Improved BIRCH Clustering by Chemical Reaction Optimization Algorithm to Health Fraud Detection
Subject Areas : electrical and computer engineeringM. Abdolrazzagh-Nezhad 1 * , M. Kherad 2
1 - دانشگاه بزرگمهر قائنات
2 -
Keywords: Chemical reaction optimization algorithmhealthcare industryBIRCH clustering algorithmfraud detection,
Abstract :
With regard to the scale of the financial transactions and the extent of the healthcare industry, it is one of the ideal systems for fraud. Therefore, suitable identifying fraud data is still one of the challenges facing the healthcare providers, although there are several fraud detection algorithms.
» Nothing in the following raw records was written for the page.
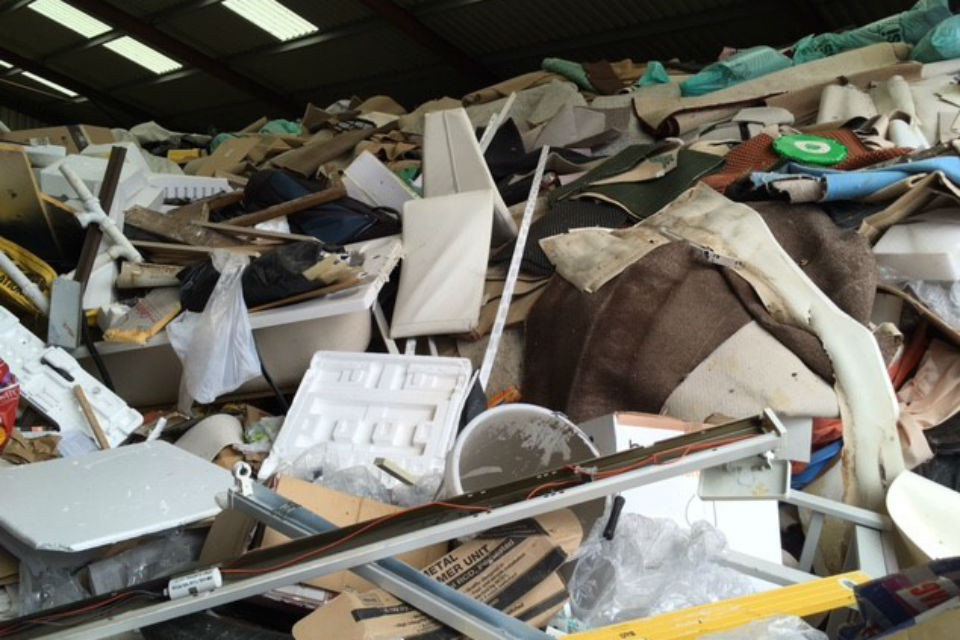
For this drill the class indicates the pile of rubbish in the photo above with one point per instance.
(608, 343)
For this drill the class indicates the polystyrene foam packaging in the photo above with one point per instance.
(362, 406)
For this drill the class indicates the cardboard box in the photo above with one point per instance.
(512, 568)
(343, 509)
(74, 137)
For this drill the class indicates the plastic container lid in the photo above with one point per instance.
(811, 149)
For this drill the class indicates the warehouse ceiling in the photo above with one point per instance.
(197, 64)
In the paper, the BIRCH clustering algorithm, as one hierarchical clustering algorithm, is hybridized with a chemical reaction optimization algorithm (CRO). The BIRCH with linear time complexity is able for clustering large scale data and identifying their noises and the CRO, as one of new meta-heuristic algorithm inspired by the chemical reactions in the real world, explores the search space with a dynamic population size based on four reactions such as on-wall ineffective collision, decomposition, inter-molecular ineffective collision and synthesis. Due to the improved BIRCH-CRO removes the internal clustering process of the classic BIRCH and determines the optimal values of its main parameters, it causes that the computational time decreases and accuracy and precision of detecting fraud data increase since its experimental results is compared with the exist unsupervised algorithms. Also, the proposed fraud detection algorithm has the ability to perform on online data and large scale data, and given the obtained results, it provides a proper performance.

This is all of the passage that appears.